Le célèbre Lev Leviev affirme à Dubaï que les diamants Leviev sont d’origine africaine et sont taillés et polis aux USA et non en Israël. Ils viennent d’Angola, de Namibie et aussi, croit-on, du Zimbabwe et ce sont en fait des « diamants du sang ». Les exportations israéliennes de diamants en 2008 ont atteint la somme de 19,4 milliards de dollars et représentent presque 35 pour cent des exportations d’Israël. Les diamants industriels certifiés sont essentiels à l’industrie d’armement d’Israël et à ses livraisons d’équipement de surveillance aux dictatures les moins recommandables. De telles pratiques mercantiles nécessitent l’accès au marché des changes et au système de paiement international.

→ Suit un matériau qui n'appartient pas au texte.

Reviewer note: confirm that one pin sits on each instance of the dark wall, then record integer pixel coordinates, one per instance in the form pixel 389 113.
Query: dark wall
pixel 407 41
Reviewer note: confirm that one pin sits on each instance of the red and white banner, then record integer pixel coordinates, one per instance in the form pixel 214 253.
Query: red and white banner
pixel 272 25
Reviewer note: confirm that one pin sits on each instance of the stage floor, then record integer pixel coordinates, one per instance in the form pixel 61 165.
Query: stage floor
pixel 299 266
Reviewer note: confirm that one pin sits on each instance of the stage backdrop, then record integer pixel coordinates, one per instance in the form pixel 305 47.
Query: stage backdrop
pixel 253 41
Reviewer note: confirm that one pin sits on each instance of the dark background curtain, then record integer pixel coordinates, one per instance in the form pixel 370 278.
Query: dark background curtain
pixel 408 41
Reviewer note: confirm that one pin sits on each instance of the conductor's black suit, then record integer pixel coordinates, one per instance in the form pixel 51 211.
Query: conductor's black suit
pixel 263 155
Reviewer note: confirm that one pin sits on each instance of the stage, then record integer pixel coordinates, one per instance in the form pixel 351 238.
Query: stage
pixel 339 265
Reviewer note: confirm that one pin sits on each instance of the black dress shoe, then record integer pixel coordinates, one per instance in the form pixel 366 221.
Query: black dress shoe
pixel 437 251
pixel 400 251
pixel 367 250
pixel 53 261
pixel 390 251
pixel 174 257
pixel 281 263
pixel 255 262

C’est pourquoi les transferts interbancaires sont essentiels et SWIFT - de gré ou de force- se rend coupable de complicité tout comme les banques de New York avec l’Afrique du Sud de l’Apartheid.

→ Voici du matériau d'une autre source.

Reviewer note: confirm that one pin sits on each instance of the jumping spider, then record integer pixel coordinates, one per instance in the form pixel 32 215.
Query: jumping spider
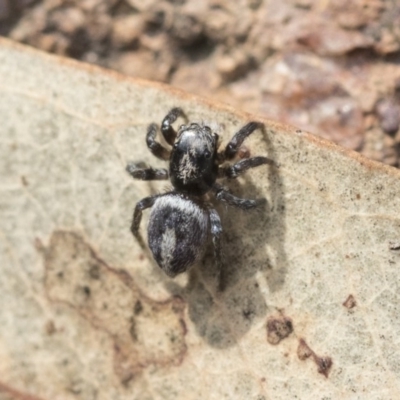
pixel 181 218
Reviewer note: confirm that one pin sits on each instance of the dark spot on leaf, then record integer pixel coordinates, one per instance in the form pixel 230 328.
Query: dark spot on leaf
pixel 350 302
pixel 278 328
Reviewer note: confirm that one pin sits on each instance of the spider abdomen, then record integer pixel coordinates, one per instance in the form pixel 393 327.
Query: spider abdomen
pixel 177 232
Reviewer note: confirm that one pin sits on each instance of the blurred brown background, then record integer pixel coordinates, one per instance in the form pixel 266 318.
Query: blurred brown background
pixel 330 67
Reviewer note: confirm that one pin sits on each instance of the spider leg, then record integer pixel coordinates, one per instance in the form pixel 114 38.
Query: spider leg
pixel 147 202
pixel 156 148
pixel 146 174
pixel 223 194
pixel 216 231
pixel 233 171
pixel 166 127
pixel 238 138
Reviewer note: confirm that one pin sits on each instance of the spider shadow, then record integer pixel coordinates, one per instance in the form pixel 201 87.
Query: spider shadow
pixel 250 247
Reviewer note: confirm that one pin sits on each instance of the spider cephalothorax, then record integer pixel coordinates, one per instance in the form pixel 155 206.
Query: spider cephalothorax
pixel 181 219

En conséquence, un organisme issu de la société civile de la diaspora palestinienne qui se veut crédible devrait mener une campagne de sanctions SWIFT contre les banques israéliennes. Et si l’on en juge par l’expérience sud-africaine, cette campagne devrait être conduite pas la société civile plutôt que de compter sur les gouvernements.

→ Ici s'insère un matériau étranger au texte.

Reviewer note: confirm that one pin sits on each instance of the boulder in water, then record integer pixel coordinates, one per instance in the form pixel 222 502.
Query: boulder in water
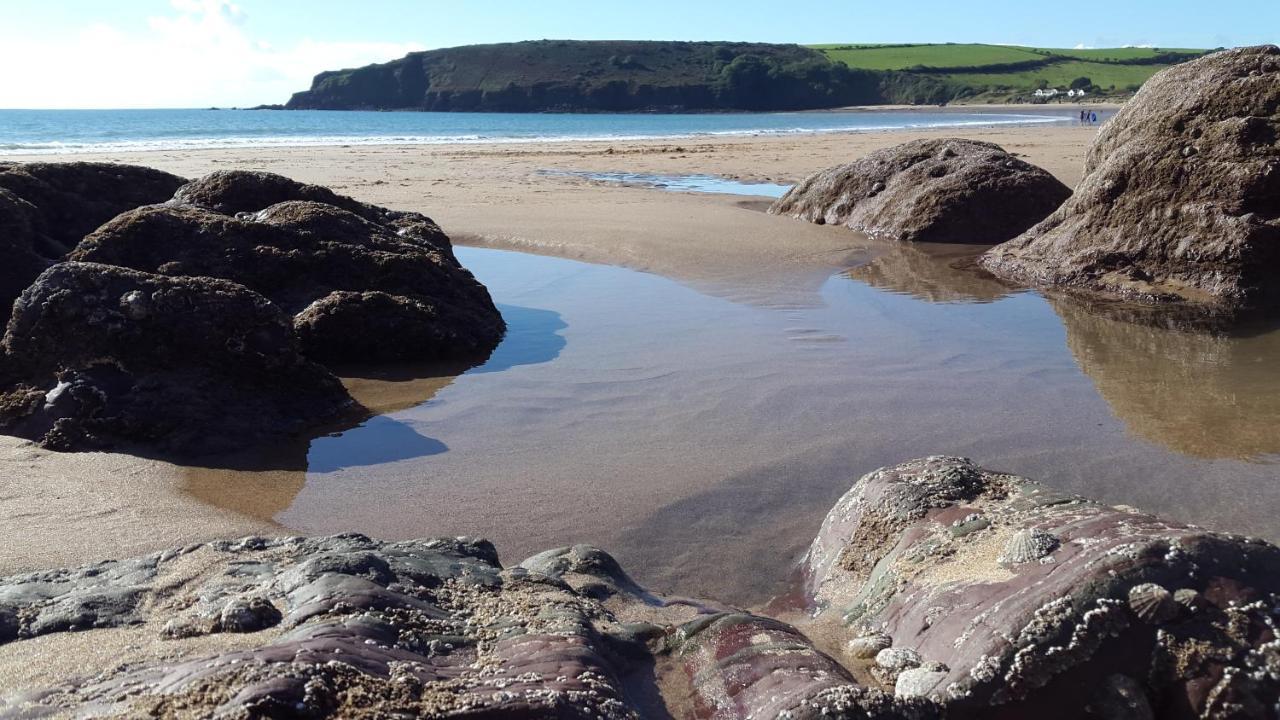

Chaque banque a un code SWIFT de huit lettres qui permet d’identifier à la fois la banque et le pays où est domiciliée la banque. « IL » sont les cinquièmes et sixièmes lettres qui identifient Israël dans les codes SWIFT. Les quatre banques israéliennes principales et leurs codes SWIFT sont Israel Discount Bank (IDBILIT), bank Hapoalim (POALILIT), Bank Leumi (LUMIILIT) et Bank of Israel (ISRAILIJ).
Une telle suspension n’affecterait pas les transactions bancaires internes d’Israël, ni celles de Cisjordanie ou de Gaza - ni les transferts internationaux aux banques palestiniennes qui ont des identités « PS » différentes. La campagne peut être interrompue aussitôt que ses objectifs auront été atteints, sans provoquer de dommages économiques sur le long terme.
Il faut demander de toute urgence à une Cour de Justice belge d’ordonner à SWIFT de reprogrammer ses ordinateurs pour suspendre toutes les transactions en provenance et en direction d’Israël jusqu’à ce que le gouvernement israélien accepte de mettre fin à l’occupation de la Cisjordanie (Jérusalem Est y compris) et de démanteler « le mur d’apartheid » ; jusqu’à ce que Israël reconnaisse le droit fondamental des Palestiniens à l’égalité absolue ; et jusqu’à ce que Israël reconnaisse, respecte et garantisse les droits des réfugiés palestiniens.
* Terry Crawford-Browne est un banquier à la retraite qui a conseillé le Conseil des Eglises Sud Africaines pendant la campagne des sanctions bancaires contre l’Afrique du Sud de l’Apartheid. Pendant plusieurs mois (d’octobre 2009 à janvier 2010) il a participé, à Jérusalem Est, aux contrôles que des associations pour la paix israéliennes effectuent aux barrages et sur tout ce qui concerne les démolitions de maison et les expulsions. Il habite à Cape Town.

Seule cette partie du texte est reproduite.